A salmon-colored lining, or mucosa, observed during an upper endoscopy is a significant finding requiring careful medical attention, though it rarely indicates immediate cancer. The inner lining of the esophagus is normally a pale pink color, and this change to a salmon shade is a visual sign of cellular change. This finding signals the presence of a condition that places an individual at a heightened risk for developing esophageal cancer over time.
What The Salmon Color Indicates
The salmon color is the hallmark visual indicator of a condition known as Barrett’s Esophagus (BE), a diagnosis made when the normal lining of the lower esophagus is replaced by a different type of tissue. The typical esophageal lining, called squamous epithelium, is flat and pale pink. In BE, it transforms into a columnar lining that is reddish or salmon-colored, a process called metaplasia.
This cellular change is an adaptive response to chronic irritation, most often caused by long-standing, severe gastroesophageal reflux disease (GERD). When stomach acid repeatedly flows back into the lower esophagus, the original squamous cells are damaged. The body attempts to protect itself by replacing them with a more acid-resistant tissue, similar to the lining of the intestine. This intestinal metaplasia, confirmed through a biopsy showing specialized cells, officially defines Barrett’s Esophagus.
The diagnosis is typically suspected when a physician sees the salmon-colored tissue extending at least one centimeter up into the esophagus from the junction with the stomach. However, the visual appearance alone is insufficient for a definitive diagnosis. Biopsy samples must be taken from the altered area and examined under a microscope to confirm the presence of intestinal metaplasia.
Understanding the Pathway to Cancer
Barrett’s Esophagus is classified as a pre-cancerous condition, meaning it is a precursor to esophageal adenocarcinoma.

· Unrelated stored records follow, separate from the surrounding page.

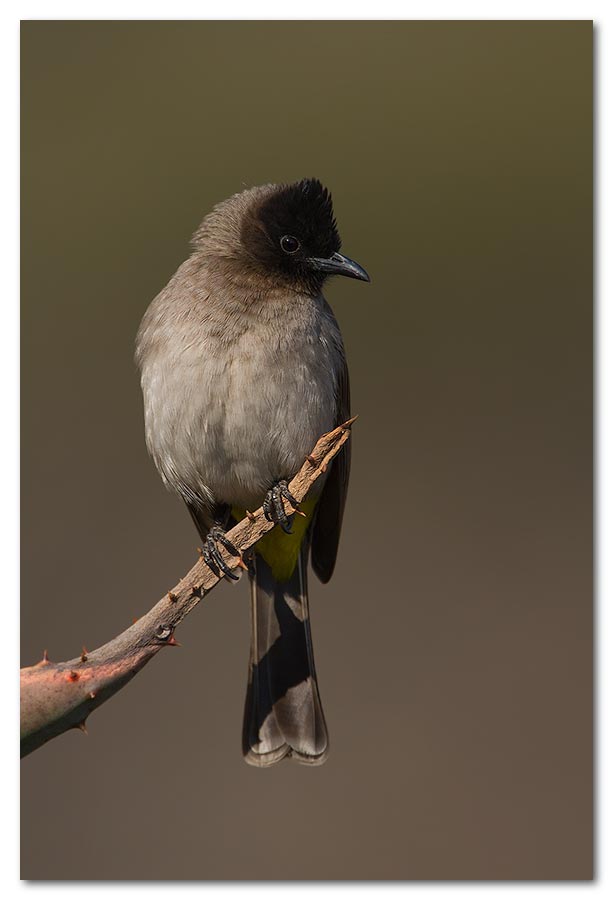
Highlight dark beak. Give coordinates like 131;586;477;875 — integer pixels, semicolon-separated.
309;253;370;281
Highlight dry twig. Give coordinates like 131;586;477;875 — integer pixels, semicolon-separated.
21;418;355;756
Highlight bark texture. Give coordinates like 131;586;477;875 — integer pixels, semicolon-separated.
21;418;355;757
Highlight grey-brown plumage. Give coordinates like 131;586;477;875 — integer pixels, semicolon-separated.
136;179;368;765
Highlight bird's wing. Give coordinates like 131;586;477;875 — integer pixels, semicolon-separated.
311;357;351;584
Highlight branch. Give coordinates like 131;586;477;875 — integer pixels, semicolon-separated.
21;417;356;756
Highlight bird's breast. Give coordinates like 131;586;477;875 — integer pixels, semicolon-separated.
142;298;342;508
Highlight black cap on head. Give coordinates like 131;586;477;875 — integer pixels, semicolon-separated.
241;178;369;291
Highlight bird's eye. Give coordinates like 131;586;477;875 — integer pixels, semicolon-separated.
280;234;300;253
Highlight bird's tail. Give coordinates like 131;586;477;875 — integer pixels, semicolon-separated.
243;539;328;766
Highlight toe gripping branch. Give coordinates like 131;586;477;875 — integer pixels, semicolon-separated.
202;525;245;581
262;478;301;534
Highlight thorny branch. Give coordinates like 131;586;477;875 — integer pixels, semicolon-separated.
21;417;355;756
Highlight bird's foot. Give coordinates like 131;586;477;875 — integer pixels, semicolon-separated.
262;478;299;534
202;525;239;581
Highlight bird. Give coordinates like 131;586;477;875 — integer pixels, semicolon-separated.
135;178;370;767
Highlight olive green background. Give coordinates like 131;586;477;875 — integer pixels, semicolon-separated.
22;21;593;879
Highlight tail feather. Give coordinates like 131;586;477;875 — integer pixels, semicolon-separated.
243;541;328;766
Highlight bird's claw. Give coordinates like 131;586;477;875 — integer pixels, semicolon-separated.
262;479;298;534
202;525;242;581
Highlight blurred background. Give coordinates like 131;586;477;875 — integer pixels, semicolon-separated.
21;21;593;879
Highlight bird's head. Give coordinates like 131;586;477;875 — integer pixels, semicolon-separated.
193;178;370;293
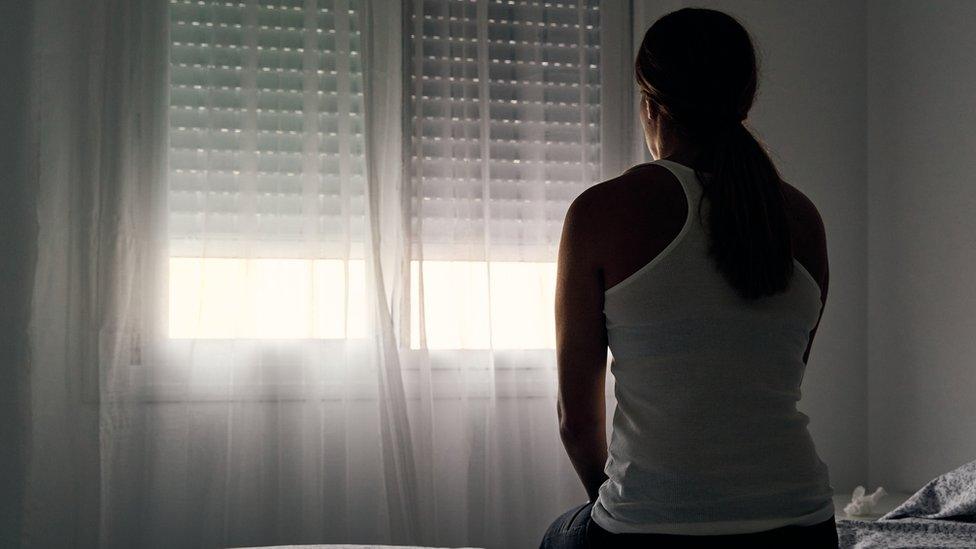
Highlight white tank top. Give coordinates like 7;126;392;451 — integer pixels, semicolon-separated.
592;160;834;535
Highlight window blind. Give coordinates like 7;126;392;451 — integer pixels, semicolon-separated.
169;0;364;258
406;0;600;261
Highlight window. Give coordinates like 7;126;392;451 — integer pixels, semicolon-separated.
168;0;365;338
406;0;600;349
169;0;601;349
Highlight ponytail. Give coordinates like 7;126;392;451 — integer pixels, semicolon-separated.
635;8;793;299
696;122;793;299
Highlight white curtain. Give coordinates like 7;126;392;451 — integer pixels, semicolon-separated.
15;0;633;547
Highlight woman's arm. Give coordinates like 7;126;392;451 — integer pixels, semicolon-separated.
556;188;607;501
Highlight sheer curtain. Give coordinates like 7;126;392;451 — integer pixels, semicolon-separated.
21;0;633;547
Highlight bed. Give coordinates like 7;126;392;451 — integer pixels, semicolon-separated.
837;461;976;549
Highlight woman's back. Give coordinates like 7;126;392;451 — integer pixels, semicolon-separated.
593;160;833;534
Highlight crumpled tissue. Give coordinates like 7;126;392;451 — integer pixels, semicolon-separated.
844;486;888;516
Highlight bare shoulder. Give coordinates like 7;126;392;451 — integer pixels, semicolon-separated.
783;181;824;245
570;163;674;216
783;181;829;295
565;163;683;237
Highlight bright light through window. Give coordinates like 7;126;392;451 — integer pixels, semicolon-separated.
169;257;556;349
169;257;366;339
410;261;556;349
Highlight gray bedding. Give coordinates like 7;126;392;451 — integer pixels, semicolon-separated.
837;461;976;549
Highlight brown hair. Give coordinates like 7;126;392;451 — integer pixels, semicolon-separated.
635;8;793;299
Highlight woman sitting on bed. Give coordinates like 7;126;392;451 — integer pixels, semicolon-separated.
542;8;837;548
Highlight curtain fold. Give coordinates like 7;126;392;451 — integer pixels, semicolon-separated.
19;0;630;548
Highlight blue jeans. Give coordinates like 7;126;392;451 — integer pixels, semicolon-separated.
539;503;838;549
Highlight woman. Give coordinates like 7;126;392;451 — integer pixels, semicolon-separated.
542;8;837;548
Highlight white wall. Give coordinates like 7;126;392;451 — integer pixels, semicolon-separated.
634;0;867;493
868;1;976;491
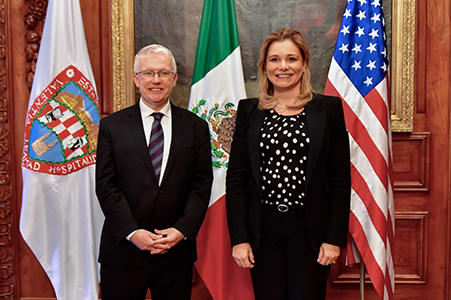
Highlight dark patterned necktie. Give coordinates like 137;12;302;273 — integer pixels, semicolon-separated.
148;113;164;182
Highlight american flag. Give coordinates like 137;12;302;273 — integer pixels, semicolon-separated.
325;0;395;300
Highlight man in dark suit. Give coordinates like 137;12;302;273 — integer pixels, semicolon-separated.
96;45;213;300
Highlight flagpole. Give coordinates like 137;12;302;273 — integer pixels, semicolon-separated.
360;255;365;300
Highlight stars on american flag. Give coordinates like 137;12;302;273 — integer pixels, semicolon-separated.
334;0;388;96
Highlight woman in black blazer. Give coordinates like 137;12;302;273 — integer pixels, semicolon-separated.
226;28;351;300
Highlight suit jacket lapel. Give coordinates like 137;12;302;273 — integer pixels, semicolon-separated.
305;96;326;185
161;103;185;184
247;105;266;186
129;103;157;181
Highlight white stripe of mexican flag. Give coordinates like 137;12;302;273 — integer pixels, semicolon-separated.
189;0;254;300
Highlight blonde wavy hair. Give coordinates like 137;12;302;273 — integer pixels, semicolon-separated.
257;28;313;109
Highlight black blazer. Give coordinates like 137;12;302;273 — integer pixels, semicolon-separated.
226;94;351;251
96;104;213;266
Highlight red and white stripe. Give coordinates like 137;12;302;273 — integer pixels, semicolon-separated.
325;59;395;300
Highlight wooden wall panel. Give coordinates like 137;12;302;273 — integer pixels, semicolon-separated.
392;132;429;192
395;212;428;284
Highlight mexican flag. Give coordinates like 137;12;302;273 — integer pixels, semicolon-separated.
189;0;254;300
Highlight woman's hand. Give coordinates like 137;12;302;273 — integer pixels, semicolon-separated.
317;243;340;266
232;243;255;268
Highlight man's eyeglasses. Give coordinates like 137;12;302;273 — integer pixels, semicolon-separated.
135;70;175;78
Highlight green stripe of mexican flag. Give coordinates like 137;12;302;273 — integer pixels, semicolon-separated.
189;0;254;300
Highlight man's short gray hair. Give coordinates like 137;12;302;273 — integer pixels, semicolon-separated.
133;44;177;73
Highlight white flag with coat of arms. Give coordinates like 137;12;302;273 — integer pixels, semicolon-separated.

However, the progression is neither guaranteed nor common. The risk of developing cancer is low for most patients with BE, with the annual incidence of progression for non-dysplastic BE estimated to be less than 0.5% per year.
The progression to cancer follows a specific, multi-step pathway, which begins with the non-dysplastic BE tissue. The next step is the development of dysplasia, a term used to describe abnormal cell growth that is confined to the lining. Dysplasia is graded based on how abnormal the cells appear: low-grade dysplasia (LGD) or high-grade dysplasia (HGD).
LGD cells show minor architectural changes and represent a moderate risk of progression. HGD shows more severe abnormalities and is considered the last stage before the development of invasive esophageal adenocarcinoma. The risk of progression increases significantly as the grade of dysplasia rises.
For patients diagnosed with LGD, the annual risk of progression to HGD or cancer is approximately 1% to 2% per year. If HGD is present, the risk increases dramatically, with estimates ranging from 6% to 19% per year for progression to cancer. The presence and severity of dysplasia is the most important factor determining a patient’s risk profile and subsequent management plan.
Surveillance and Treatment Options
Once a diagnosis of Barrett’s Esophagus is confirmed, the primary management strategy focuses on two elements: controlling the underlying acid reflux and conducting regular surveillance. Aggressive management of acid reflux is achieved through lifestyle modifications and the long-term use of Proton Pump Inhibitors (PPIs), which are medications that significantly reduce stomach acid production.
For patients with non-dysplastic BE, surveillance involves routine follow-up endoscopies with systematic biopsies, typically performed every three to five years. This periodic monitoring is designed to detect the earliest signs of low-grade or high-grade dysplasia, which would signal the need for more aggressive intervention.
If high-grade dysplasia is detected, or if cancer is found at a very early stage, interventional procedures are often recommended to remove the abnormal tissue and prevent cancer progression. The preferred method for treating flat, dysplastic areas is Radiofrequency Ablation (RFA), which uses heat energy to destroy the superficial layer of abnormal mucosa.
For any visible, raised areas or nodules within the BE segment, Endoscopic Mucosal Resection (EMR) is performed first to remove the tissue for detailed pathology analysis. Both RFA and EMR are highly effective treatments that can eliminate the dysplastic tissue without requiring major surgery. These endoscopic eradication therapies are successful in over 90% of cases for eliminating dysplasia.